Propiedad del clan pantera

Treinta y siete

🐇SOMBRAS EN LA FRONTERA.

La noche había caído sobre el Castillo de Obsidiana, tiñendo las paredes de un azul profundo y silencioso. A pesar de la calidez de las mantas de seda y el fuego que aún chisporroteaba en la chimenea, el ambiente en la alcoba real se sentía cargado, como el aire antes de una tormenta eléctrica.

Dexter estaba tumbado de espaldas, con un brazo tras la cabeza, pero su cuerpo no descansaba. Sus músculos estaban rígidos, y su mandíbula se apretaba rítmicamente. Sus ojos dorados, fijos en las vigas del techo, brillaban con una intensidad inquieta.

El Refugio del Rey.

Al notar su agitación, salté suavemente desde mi almohada y me abrí paso por el edredón. Me acurruqué con cuidado en el hueco de su cuello, buscando ese calor familiar y dejando que mi pelaje rozara su piel. Sentí cómo su respiración, inicialmente entrecortada, se suavizaba por un instante al sentir mi presencia.

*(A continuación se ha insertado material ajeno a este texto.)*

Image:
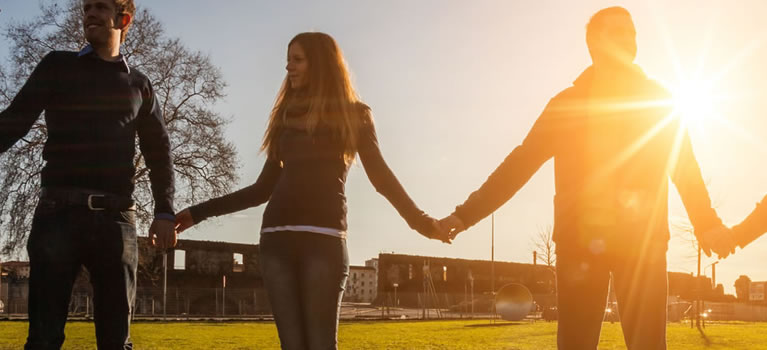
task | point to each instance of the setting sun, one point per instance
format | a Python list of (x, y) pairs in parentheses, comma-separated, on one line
[(695, 101)]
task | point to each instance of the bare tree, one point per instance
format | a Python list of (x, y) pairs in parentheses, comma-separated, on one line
[(187, 86), (543, 244)]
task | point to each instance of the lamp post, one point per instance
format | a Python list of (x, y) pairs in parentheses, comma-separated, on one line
[(713, 272)]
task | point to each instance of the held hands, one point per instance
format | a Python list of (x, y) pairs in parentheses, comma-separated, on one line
[(451, 226), (184, 220), (432, 230), (163, 233), (720, 240)]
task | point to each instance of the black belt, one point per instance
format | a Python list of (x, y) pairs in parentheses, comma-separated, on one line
[(93, 200)]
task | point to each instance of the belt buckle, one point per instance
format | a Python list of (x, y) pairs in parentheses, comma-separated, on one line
[(90, 201)]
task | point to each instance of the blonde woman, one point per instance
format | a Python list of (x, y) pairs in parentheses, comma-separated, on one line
[(317, 126)]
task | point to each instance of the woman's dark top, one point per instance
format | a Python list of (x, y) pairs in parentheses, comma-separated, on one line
[(306, 185)]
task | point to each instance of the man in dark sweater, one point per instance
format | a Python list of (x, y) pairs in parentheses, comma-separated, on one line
[(95, 104), (752, 227), (615, 143)]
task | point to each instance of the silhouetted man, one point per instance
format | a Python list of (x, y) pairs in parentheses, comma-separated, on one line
[(95, 104), (614, 144)]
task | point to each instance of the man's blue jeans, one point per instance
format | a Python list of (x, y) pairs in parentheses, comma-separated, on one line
[(305, 275), (63, 239), (641, 287)]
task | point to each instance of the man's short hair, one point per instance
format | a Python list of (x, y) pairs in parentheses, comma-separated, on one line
[(596, 23), (125, 7)]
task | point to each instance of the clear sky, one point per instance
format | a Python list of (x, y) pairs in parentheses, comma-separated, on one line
[(456, 85)]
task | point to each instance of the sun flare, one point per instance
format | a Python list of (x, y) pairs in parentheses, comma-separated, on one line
[(695, 101)]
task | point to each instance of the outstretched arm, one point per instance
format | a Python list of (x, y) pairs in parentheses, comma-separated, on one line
[(686, 176), (540, 144), (753, 227), (386, 183), (17, 119), (248, 197)]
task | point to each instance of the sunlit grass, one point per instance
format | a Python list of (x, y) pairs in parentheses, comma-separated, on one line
[(474, 334)]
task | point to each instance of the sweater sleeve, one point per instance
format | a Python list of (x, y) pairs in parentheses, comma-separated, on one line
[(384, 180), (754, 226), (29, 102), (539, 145), (155, 147), (248, 197), (689, 182)]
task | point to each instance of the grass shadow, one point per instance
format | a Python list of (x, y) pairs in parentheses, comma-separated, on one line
[(497, 324)]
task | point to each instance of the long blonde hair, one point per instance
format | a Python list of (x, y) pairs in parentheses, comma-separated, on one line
[(332, 98)]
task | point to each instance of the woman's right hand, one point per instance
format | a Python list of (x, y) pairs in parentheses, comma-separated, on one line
[(184, 220)]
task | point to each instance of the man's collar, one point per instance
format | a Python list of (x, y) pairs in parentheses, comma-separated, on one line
[(88, 50), (632, 71)]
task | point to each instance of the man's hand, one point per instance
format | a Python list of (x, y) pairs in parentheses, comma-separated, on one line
[(719, 239), (162, 234), (437, 233), (184, 220), (451, 226)]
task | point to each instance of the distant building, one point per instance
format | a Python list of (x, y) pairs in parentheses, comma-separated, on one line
[(204, 278), (756, 292), (361, 285), (372, 263), (448, 281), (14, 286)]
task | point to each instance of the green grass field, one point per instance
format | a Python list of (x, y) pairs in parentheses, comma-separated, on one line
[(475, 334)]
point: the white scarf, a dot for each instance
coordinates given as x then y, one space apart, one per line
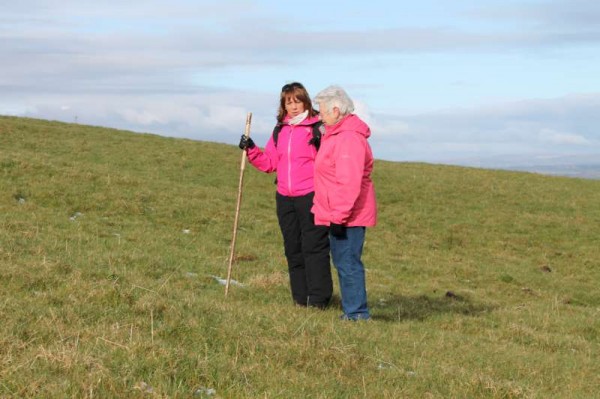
298 118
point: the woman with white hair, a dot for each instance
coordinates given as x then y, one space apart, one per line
344 194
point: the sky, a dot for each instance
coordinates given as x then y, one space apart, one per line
461 82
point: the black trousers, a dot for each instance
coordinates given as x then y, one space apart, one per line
307 251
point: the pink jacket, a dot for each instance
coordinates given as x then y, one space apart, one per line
344 192
293 158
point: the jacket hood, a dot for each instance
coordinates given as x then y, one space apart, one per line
350 122
308 121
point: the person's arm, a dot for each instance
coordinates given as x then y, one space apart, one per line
265 161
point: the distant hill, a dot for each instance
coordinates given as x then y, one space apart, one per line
481 283
582 166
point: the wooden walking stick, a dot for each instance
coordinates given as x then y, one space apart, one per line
237 209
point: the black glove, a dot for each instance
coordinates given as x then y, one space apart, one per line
246 142
337 230
316 141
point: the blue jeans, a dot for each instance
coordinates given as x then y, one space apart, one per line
346 253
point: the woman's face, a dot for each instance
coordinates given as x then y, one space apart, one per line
293 106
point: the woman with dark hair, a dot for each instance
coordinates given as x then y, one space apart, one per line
291 152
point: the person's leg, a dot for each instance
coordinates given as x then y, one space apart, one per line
290 229
315 249
346 253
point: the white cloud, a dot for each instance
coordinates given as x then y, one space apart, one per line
562 138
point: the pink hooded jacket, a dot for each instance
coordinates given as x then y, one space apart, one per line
344 192
293 158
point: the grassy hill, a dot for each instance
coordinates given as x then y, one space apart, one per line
481 283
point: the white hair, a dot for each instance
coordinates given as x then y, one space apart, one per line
335 96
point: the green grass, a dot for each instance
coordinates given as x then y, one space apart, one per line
481 283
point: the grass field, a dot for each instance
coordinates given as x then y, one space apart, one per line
481 283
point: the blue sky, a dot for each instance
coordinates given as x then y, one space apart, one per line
466 82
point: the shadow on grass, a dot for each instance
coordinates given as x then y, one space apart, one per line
398 308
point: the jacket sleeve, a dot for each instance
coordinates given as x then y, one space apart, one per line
265 161
350 153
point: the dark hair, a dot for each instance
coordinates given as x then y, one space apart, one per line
298 91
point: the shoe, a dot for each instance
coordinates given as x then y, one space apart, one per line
360 316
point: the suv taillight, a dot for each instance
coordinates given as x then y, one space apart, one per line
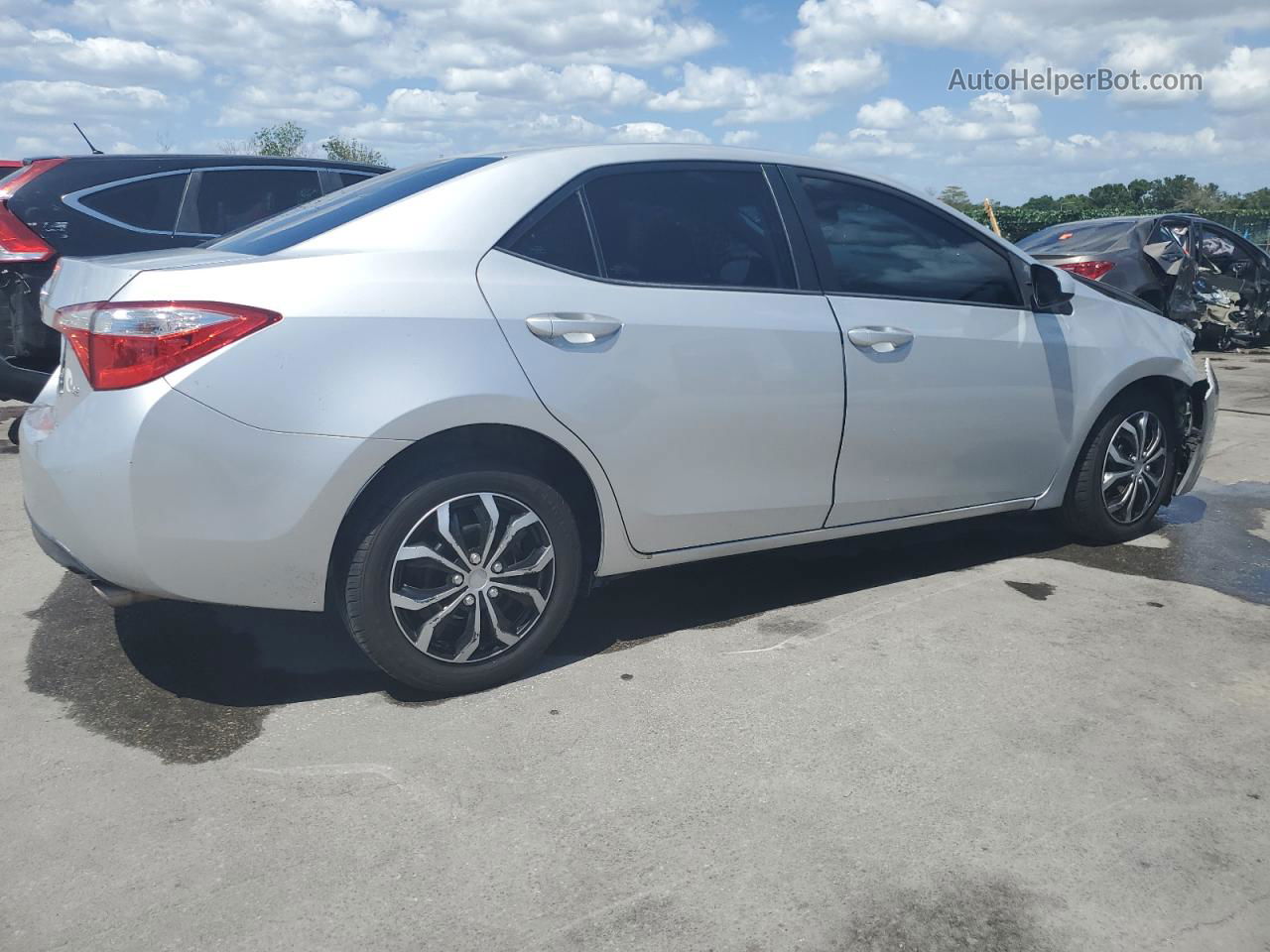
17 241
127 343
1088 270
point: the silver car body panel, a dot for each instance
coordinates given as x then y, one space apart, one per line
227 480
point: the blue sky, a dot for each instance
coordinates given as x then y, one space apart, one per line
862 82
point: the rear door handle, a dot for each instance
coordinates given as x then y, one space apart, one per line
880 339
572 327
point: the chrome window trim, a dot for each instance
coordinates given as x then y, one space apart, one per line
73 198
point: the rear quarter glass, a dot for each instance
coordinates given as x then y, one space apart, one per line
1078 239
289 229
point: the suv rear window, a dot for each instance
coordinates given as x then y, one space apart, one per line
302 223
146 203
1079 239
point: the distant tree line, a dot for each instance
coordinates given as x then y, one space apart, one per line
290 140
1247 212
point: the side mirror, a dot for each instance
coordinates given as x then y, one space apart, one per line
1052 290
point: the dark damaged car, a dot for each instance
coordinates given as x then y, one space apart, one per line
1191 270
104 204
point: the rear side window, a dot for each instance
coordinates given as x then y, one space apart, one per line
701 227
146 203
340 207
1080 239
881 244
562 239
232 198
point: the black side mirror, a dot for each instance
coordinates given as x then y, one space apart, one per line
1052 290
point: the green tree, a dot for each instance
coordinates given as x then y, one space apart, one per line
350 150
285 139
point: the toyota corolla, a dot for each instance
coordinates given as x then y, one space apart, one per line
443 402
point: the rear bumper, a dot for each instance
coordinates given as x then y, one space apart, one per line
1210 404
155 493
18 382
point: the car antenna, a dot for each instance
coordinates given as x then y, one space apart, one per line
95 150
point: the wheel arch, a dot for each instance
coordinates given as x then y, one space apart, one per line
485 443
1178 391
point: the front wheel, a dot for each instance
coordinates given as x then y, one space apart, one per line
462 581
1123 471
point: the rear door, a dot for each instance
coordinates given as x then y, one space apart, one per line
658 313
957 395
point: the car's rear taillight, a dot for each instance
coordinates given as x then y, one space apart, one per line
18 243
1088 270
123 344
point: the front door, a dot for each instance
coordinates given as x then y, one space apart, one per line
957 395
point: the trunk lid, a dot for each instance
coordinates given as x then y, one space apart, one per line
79 281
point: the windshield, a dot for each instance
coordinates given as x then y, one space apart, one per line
1079 238
307 221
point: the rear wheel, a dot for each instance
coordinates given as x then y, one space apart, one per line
462 581
1123 471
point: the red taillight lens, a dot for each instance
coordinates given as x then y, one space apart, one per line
18 243
18 179
127 343
1088 270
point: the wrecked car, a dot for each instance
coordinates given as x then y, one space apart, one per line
443 402
1191 270
104 204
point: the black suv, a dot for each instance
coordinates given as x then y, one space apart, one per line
104 204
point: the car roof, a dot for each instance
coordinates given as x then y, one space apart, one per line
213 159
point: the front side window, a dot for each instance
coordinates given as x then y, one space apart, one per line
885 245
146 203
705 227
231 198
562 239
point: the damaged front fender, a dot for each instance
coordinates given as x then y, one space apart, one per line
1198 420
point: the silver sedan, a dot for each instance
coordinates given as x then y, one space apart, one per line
439 403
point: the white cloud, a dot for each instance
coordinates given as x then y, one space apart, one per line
58 53
772 96
590 82
654 132
63 98
1242 82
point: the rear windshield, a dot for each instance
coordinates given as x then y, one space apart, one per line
305 221
1079 239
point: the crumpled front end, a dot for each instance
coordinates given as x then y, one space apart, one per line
1198 422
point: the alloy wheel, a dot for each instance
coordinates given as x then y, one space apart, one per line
1133 468
472 578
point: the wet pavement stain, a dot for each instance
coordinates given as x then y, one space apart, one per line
985 915
1037 590
193 683
187 682
1210 542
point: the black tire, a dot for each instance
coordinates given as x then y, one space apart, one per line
1084 511
375 538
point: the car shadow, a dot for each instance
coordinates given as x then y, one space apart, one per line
257 658
194 682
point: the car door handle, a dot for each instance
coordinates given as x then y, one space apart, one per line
880 339
572 327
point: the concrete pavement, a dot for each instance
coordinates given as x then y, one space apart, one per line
971 737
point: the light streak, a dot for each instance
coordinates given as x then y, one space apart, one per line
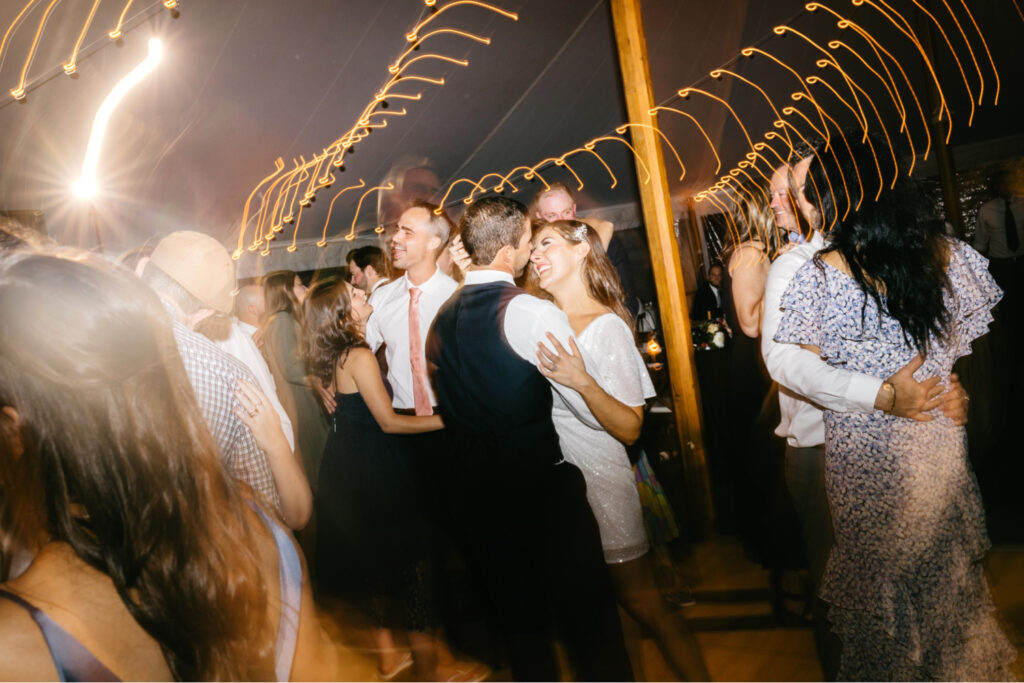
116 33
358 207
86 185
960 65
814 80
974 58
750 51
279 166
593 143
718 161
622 131
614 180
736 171
985 45
413 35
476 186
561 162
323 241
429 55
877 47
264 208
839 166
18 92
685 93
394 68
13 25
717 74
943 107
295 233
781 31
72 63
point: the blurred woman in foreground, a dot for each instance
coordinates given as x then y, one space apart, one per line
150 563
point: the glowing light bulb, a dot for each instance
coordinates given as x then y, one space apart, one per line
87 183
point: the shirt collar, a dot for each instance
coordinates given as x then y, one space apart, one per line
487 275
431 283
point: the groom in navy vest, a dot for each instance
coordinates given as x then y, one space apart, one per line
529 532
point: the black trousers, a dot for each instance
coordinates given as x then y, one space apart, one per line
532 541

Dexter soltó un suspiro largo y pesado, y una de sus manos subió para acariciar mi lomo con una distracción melancólica.

Rumores de Guerra.

—Están cerca, Wyny —murmuró su voz, que vibró profundamente contra mi cuerpo—. Mis exploradores han visto las marcas. El clan de los tigres ha movido sus campamentos; están prácticamente lamiendo nuestras fronteras.

Se hizo un silencio denso, solo interrumpido por el crujir de la madera quemada. Sabía que los tigres eran feroces, ambiciosos y que nunca habían perdonado la soberanía de las panteras.

—Si deciden cruzar el río, no será una simple escaramuza —continuó él, y su tono se volvió gélido—. Habrá guerra. Pero esta vez, el tablero ha cambiado. Bjorn me envió un mensaje hoy a través de sus halcones. Si los tigres atacan, el clan de los osos marchará desde el norte para apoyarnos.

Una Promesa de Sangre y Acero.

Dexter giró un poco la cabeza, enterrando el rostro en mi suave pelaje beige. Por un momento, no era el Rey guerrero, sino un hombre cargando con el peso de mil vidas sobre sus hombros.

​—El norte no olvida, y parece que tu estancia allí sirvió para algo más que para darme celos —dijo con una pequeña y amarga sonrisa—. Bjorn respeta la fuerza, pero parece que también ha aprendido a valorar lo que protegemos aquí.

Me quedé muy quieta, escuchando su corazón latir con fuerza. La paz del castillo se sentía ahora como un velo delgado y frágil. Mientras Dexter cerraba los ojos, tratando de encontrar un descanso que se le antojaba esquivo, yo juré en silencio que, sin importar cuán cerca estuvieran los tigres, mi lugar seguiría siendo ese: justo donde terminaba el miedo y empezaba el valor de mi pantera.